I am prepared for the worst, but hope for the best. (Benjamin Disraeli)
In the face of so much uncertainty, the recommendations for startups to secure cash flow and extend the runway are the most plausible. Although social distance imposed by the pandemic is more damaging to tractional businesses, most startups will suffer from reduced demand generated by unemployment and recession.
We saw that, during the 2008 crisis, the total amount invested was below the observed level before the crisis, even in 2009 and 2010. At that time, the terms were less favorable for entrepreneurs, evidenced by the increase in the number of down rounds and the decrease in the size and valuations of the investments. In the first crisis after the Great Recession, the Venture Capital industry will feel the impact of a long cycle prioritizing growth over profitability.

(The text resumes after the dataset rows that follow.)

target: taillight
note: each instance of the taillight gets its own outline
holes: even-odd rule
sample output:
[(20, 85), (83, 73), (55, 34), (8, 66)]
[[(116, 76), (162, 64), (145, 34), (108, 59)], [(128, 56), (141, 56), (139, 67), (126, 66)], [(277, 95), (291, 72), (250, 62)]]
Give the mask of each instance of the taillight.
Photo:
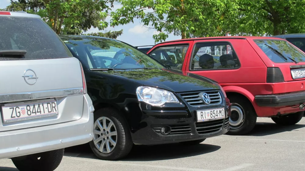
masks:
[(11, 15), (11, 13), (7, 11), (0, 11), (0, 15)]
[(81, 77), (83, 79), (83, 89), (84, 92), (84, 94), (87, 93), (87, 86), (86, 84), (86, 79), (85, 79), (85, 74), (84, 73), (84, 69), (83, 69), (83, 66), (81, 65), (81, 64), (80, 62), (79, 64), (81, 65)]
[(267, 83), (280, 82), (284, 82), (284, 77), (279, 68), (272, 67), (267, 68)]

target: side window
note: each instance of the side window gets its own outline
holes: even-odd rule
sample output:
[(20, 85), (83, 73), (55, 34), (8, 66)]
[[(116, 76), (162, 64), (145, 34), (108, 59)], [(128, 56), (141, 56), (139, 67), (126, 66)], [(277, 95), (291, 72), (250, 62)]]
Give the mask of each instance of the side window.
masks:
[(185, 44), (160, 47), (154, 49), (149, 55), (167, 67), (181, 71), (188, 47), (188, 45)]
[(234, 69), (240, 66), (236, 54), (228, 43), (197, 43), (195, 46), (192, 70)]
[(305, 38), (287, 38), (286, 40), (305, 52)]

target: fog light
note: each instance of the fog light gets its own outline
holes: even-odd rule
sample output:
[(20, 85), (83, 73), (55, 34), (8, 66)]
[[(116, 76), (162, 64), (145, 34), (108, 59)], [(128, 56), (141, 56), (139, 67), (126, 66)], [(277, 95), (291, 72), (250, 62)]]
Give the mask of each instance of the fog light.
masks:
[(169, 126), (164, 126), (161, 128), (161, 134), (163, 135), (167, 135), (170, 132), (171, 129)]

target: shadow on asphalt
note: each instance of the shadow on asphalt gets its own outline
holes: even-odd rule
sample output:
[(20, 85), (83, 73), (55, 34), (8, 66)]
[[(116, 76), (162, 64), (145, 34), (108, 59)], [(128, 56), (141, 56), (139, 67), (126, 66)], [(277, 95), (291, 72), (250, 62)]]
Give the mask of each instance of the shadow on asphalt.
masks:
[(296, 130), (304, 127), (305, 127), (305, 125), (302, 124), (282, 126), (275, 123), (257, 122), (253, 130), (245, 135), (260, 137), (284, 132), (298, 131), (299, 130)]
[[(130, 153), (122, 161), (154, 161), (191, 157), (212, 152), (221, 147), (200, 144), (185, 146), (178, 143), (155, 145), (134, 145)], [(65, 156), (98, 159), (88, 144), (65, 149)]]
[(0, 171), (18, 171), (18, 170), (16, 168), (0, 166)]

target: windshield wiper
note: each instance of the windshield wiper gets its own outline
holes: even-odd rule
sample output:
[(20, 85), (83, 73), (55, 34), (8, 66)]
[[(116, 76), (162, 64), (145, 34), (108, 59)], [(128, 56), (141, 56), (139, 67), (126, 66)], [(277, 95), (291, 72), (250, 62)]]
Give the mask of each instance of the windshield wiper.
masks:
[(117, 69), (113, 68), (93, 68), (90, 69), (90, 70), (91, 71), (112, 71), (116, 69)]
[(4, 50), (0, 51), (0, 57), (8, 56), (10, 58), (22, 58), (26, 53), (25, 50)]
[(271, 46), (268, 45), (265, 43), (264, 43), (264, 44), (266, 46), (267, 46), (267, 47), (269, 47), (269, 49), (270, 49), (272, 51), (273, 51), (275, 52), (277, 54), (279, 55), (280, 56), (281, 58), (282, 58), (282, 59), (283, 59), (285, 61), (287, 61), (288, 60), (288, 59), (287, 58), (288, 58), (289, 59), (290, 59), (291, 61), (293, 61), (293, 62), (294, 62), (296, 64), (299, 63), (299, 62), (297, 62), (295, 60), (289, 57), (286, 56), (284, 55), (283, 54), (282, 54), (279, 51), (278, 51), (276, 49), (275, 49), (274, 48), (273, 48), (272, 47), (271, 47)]

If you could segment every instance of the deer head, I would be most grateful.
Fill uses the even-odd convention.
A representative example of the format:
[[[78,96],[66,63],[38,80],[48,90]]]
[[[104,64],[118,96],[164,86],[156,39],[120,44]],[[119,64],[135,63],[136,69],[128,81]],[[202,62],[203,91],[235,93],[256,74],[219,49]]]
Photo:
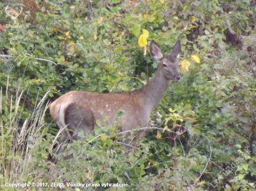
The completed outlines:
[[[6,13],[10,16],[10,18],[12,19],[12,23],[13,25],[15,25],[16,23],[16,19],[17,19],[17,18],[19,15],[21,13],[21,12],[22,11],[23,8],[21,6],[20,6],[20,13],[18,14],[17,13],[16,13],[16,15],[15,16],[13,15],[13,14],[12,14],[12,15],[10,15],[9,14],[9,11],[7,11],[8,9],[9,8],[9,5],[7,6],[5,9],[5,12]]]
[[[164,57],[161,50],[154,40],[150,44],[150,53],[158,63],[159,69],[161,70],[166,80],[178,81],[181,76],[178,71],[181,64],[178,58],[182,51],[181,41],[178,40],[173,48],[172,52]]]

Until then, the 2020 data does not show a strong reduction in investments, even for late-stage startups. Likewise, the stock market is heading for a rapid recovery, in which technology companies are showing the best performance. If this increase is long-lasting, the Venture Capital market tends to benefit from liquidity, despite past crises suggesting that investments should decline in the coming months.
The pandemic exposed up inefficiencies, accelerated the digitization process, and transformed consumption habits. Some changes are temporary, while others are structural. In the post-COVID19 world, many business models will cease to exist, but there will be plenty of opportunities for a new wave of entrepreneurs willing to solve the problems that traditional players have failed. On the investor side, structural changes generate unique opportunities for returns.
References and Methodology:
 We used information from 57,814 transactions published in the USA-based startups Crunchbase between 2006 and 2019. Transactions classified between Seed and Series J were included, whose total amount invested was disclosed.
 Secrets of Sand Hill Road, Chapter 2: So Really, What is Venture Capital? US Venture Capital Index and Selected Benchmark Statistics, US Venture Capital Achieved Respectable Double-Digit Return in 2017, PERFORMANCE OF THE PRIVATE EQUITY AND VENTURE CAPITAL INDUSTRY IN BRAZIL
 Outliers have been excluded from Boxplot graphics to ensure better viewing.